Neem u weer een andere rol en schrijf daarop al de vorige woorden........ Jeremia kreeg van God een nieuwe opdracht: schrijf alles weer op wat in de boekrol stond die de koning verbrand heeft. De HEERE laat Zijn woorden niet wegdrukken. De enige die schade lijdt van de actie, is Jojakim zelf. Hij is niet in staat weg te doen wat God zegt. Hij zal nu wel door zijn daad de HEERE tegenkomen (v. 30,31).
Waarom hebt u daarop geschreven: De koning van Babel zal beslist komen en zal dit land te gronde richten en hij zal mens en dier eruit wegdoen.......? Dit was het bezwaar van koning Jojakim tegen de boekrol. Hij wilde niet horen dat Nebukadnezar weer naar Jeruzalem zou komen en uiteindelijk de stad zou vernietigen.
Hij zal niemand hebben die op de troon van David zit....... Het oordeel over Jojakim is dat niemand van zijn nageslacht zal regeren en dat zijn dode lichaam weggeworpen zal worden (Jer. 22:18-19). In 597 v. Chr. is Jeruzalem ingenomen. Jojakims zoon Joachin werd daarna koning, maar slechts gedurende drie maanden. Niemand van zijn nageslacht heeft op de troon van David gezeten.
Ik zal hem, zijn nageslacht en zijn dienaren straffen om hun ongerechtigheid....... Zij zullen het oordeel ondergaan waarover God door de mond van Jeremia gesproken heeft en zoals het vlak voor de koning en zijn dienaren uitgesproken is. Zo straft de HEERE Jojakim, zijn nakomelingen en dienaren. Maar ze hebben niet gewild. Zo hebben ze hun minachting voor God laten zien.
Jeremia 36:32 Toen nam Jeremia een andere rol en gaf die aan de schrijver Baruch, de zoon van Neria. Deze schreef daarop uit de mond van Jeremia al de woorden van de boekrol, die Jojakim, de koning van Juda, in het vuur had verbrand. Nog vele woorden als deze werden eraan toegevoegd.

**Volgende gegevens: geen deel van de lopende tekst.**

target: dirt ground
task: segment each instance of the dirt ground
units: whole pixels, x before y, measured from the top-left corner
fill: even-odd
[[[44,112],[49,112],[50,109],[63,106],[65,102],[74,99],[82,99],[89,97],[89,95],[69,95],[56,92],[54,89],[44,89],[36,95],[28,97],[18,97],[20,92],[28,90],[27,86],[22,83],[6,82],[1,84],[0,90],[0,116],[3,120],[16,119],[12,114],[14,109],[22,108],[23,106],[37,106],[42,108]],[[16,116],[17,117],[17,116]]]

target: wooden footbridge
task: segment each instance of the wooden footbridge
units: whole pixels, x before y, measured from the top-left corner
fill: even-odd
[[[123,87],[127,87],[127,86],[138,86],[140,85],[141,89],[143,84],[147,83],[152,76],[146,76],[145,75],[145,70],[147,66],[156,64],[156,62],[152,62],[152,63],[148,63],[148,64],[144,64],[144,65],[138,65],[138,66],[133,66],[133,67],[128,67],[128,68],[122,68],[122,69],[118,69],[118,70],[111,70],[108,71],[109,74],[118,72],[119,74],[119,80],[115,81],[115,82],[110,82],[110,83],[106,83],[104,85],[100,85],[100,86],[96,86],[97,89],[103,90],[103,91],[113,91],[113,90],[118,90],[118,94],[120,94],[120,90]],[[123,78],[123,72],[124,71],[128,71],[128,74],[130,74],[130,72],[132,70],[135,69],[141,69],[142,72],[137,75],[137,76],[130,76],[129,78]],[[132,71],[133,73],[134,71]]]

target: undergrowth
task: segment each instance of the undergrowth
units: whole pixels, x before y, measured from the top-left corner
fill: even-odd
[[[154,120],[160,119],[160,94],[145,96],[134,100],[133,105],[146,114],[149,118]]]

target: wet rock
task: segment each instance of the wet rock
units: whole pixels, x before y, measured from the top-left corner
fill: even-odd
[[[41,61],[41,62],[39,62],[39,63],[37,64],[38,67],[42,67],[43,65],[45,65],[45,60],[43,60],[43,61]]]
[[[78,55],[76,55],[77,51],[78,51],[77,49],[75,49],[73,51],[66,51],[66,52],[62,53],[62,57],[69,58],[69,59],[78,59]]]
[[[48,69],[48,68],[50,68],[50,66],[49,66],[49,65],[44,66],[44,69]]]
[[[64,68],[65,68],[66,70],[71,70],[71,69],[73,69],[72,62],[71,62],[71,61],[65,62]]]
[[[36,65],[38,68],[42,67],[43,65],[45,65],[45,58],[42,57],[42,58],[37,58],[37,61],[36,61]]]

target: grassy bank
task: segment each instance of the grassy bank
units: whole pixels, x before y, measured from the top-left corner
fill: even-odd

In vers 32 staat dat Baruch opnieuw alles opschrijft wat in de vorige boekrol stond, met nog vele woorden daarbij. We mogen aannemen dat ons boek Jeremia voor het grootste deel aan dit werk van Jeremia en Baruch te danken is. God heeft zijn Woord niet verloren laten gaan. Maar hij die Gods Woord wilde verbranden, is zelf te gronde gegaan. En dat is een ernstige les.

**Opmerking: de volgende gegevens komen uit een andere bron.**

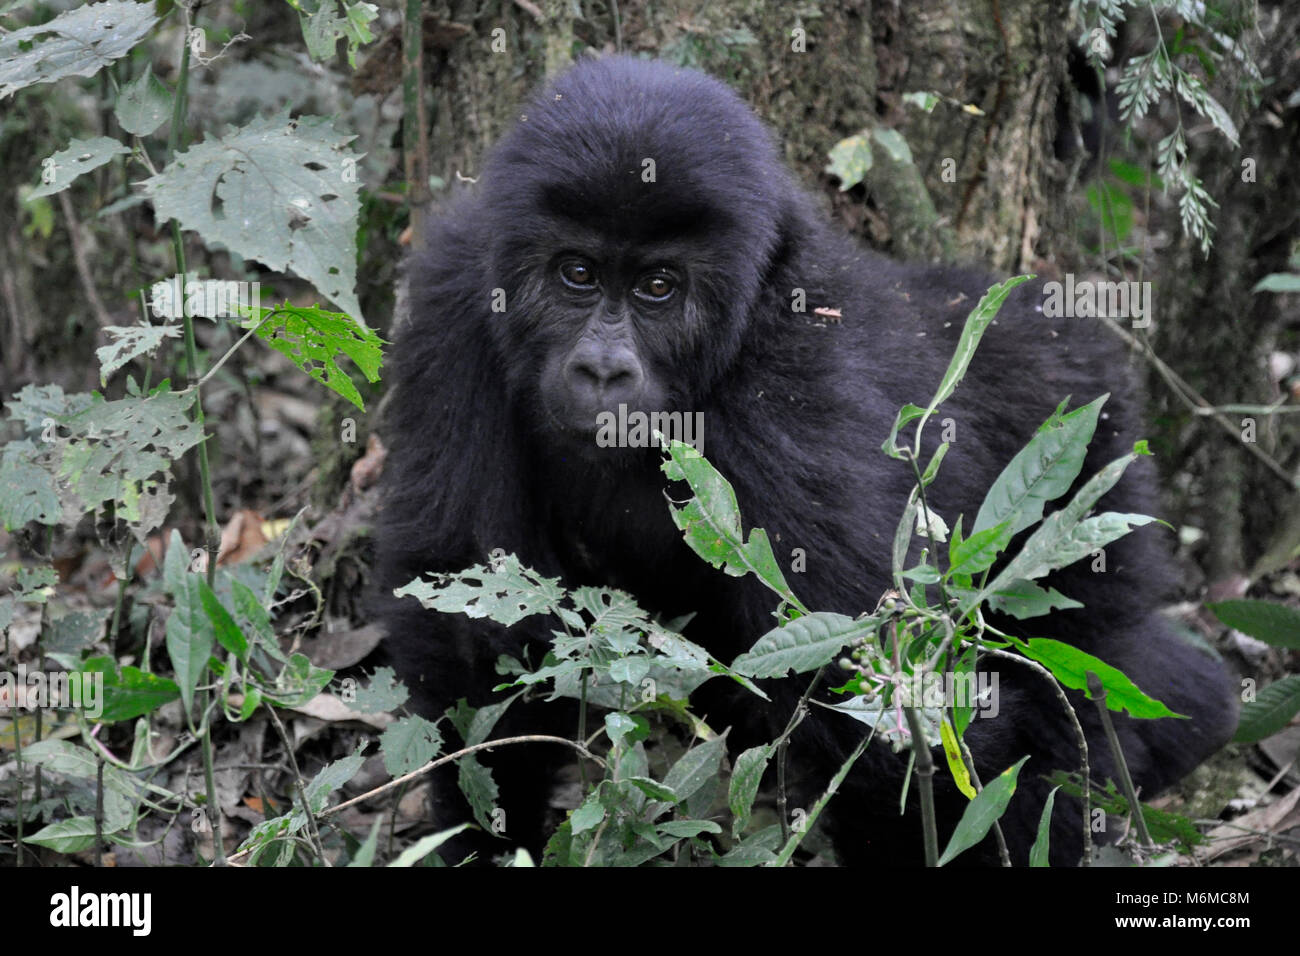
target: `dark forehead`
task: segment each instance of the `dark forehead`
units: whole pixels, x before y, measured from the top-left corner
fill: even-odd
[[[644,185],[548,183],[539,191],[539,211],[575,231],[643,245],[704,238],[730,221],[727,210],[705,196]]]
[[[485,176],[494,191],[510,191],[519,215],[655,242],[762,210],[775,168],[770,134],[724,84],[616,57],[561,76],[502,140]]]

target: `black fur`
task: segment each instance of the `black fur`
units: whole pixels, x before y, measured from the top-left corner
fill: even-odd
[[[641,175],[647,157],[654,182]],[[605,319],[591,318],[599,295],[586,301],[558,280],[556,257],[575,251],[608,277]],[[654,312],[614,294],[660,261],[683,272],[668,306]],[[993,281],[860,248],[823,221],[766,128],[723,84],[626,58],[580,64],[526,109],[477,188],[433,222],[408,279],[409,316],[391,351],[377,531],[385,593],[500,548],[570,586],[612,585],[665,615],[697,612],[688,636],[723,660],[772,626],[773,595],[688,549],[669,518],[657,453],[596,449],[575,422],[612,397],[703,411],[705,454],[734,484],[747,522],[767,529],[782,561],[805,549],[807,572],[789,574],[801,599],[860,613],[890,586],[890,544],[912,485],[909,468],[884,457],[880,444],[901,404],[924,404],[933,393],[967,313]],[[504,313],[491,309],[496,288],[505,293]],[[791,308],[795,289],[805,290],[805,312]],[[1011,296],[941,409],[956,422],[957,440],[930,501],[949,521],[965,514],[970,526],[993,478],[1067,395],[1074,407],[1111,393],[1085,476],[1142,436],[1141,395],[1113,337],[1088,319],[1044,318],[1042,301],[1036,283]],[[814,313],[823,307],[842,318]],[[609,329],[616,331],[606,336]],[[632,374],[601,372],[593,385],[586,372],[586,384],[578,382],[580,342],[594,350],[595,365],[617,342]],[[930,428],[933,436],[938,430]],[[1102,505],[1153,513],[1153,475],[1139,462]],[[1191,715],[1118,718],[1147,796],[1221,746],[1234,726],[1221,665],[1153,611],[1170,584],[1167,536],[1141,529],[1108,549],[1106,573],[1091,573],[1085,561],[1057,575],[1052,584],[1087,610],[1028,622],[1026,631],[1096,654]],[[551,626],[528,630],[524,622],[507,633],[423,612],[411,598],[389,599],[381,613],[401,676],[432,714],[461,696],[485,703],[499,680],[497,655],[518,655]],[[1012,859],[1024,864],[1047,789],[1041,777],[1074,768],[1077,752],[1041,679],[997,669],[1001,716],[976,720],[968,741],[986,781],[1032,755],[1004,819]],[[734,725],[732,743],[748,746],[784,725],[805,681],[782,682],[771,707],[736,699],[714,681],[697,706],[711,725]],[[571,712],[558,710],[519,710],[499,730],[571,735]],[[1093,706],[1078,710],[1094,771],[1106,775],[1111,761]],[[860,728],[814,708],[791,747],[800,800],[820,793]],[[495,755],[510,833],[526,843],[537,839],[545,803],[545,775],[530,761],[565,756],[544,750]],[[832,801],[830,832],[844,862],[920,859],[915,808],[909,819],[897,814],[903,768],[887,747],[873,746]],[[941,845],[965,804],[945,780],[941,771]],[[439,781],[439,794],[440,824],[468,818],[450,777]],[[915,797],[913,787],[913,804]],[[1054,862],[1077,860],[1078,831],[1077,805],[1058,800]],[[991,840],[963,858],[994,859]]]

Tussen de hoofdstukken Jeremia 35 en Jeremia 36 is er sprake van een duidelijk contrast. Dat geldt niet alleen voor het gedrag van de Rechabieten (gehoorzaamheid) en van de Judeeërs en Jojakim (ongehoorzaamheid), maar het geldt ook voor de toekomst die de Rechabieten en Jojakim aangezegd krijgen. Terwijl Jojakim ‘niemand zal hebben die op de troon van David zit, wordt Jonadab beloofd dat hem ‘niet (zal) worden afgesneden een man, die voor Mijn aangezicht sta, al de dagen’ (Jer. 35:19)
De Judeeërs worden gestraft (Jer.26:31, de Rechabieten gezegend (Jer.35:18,19).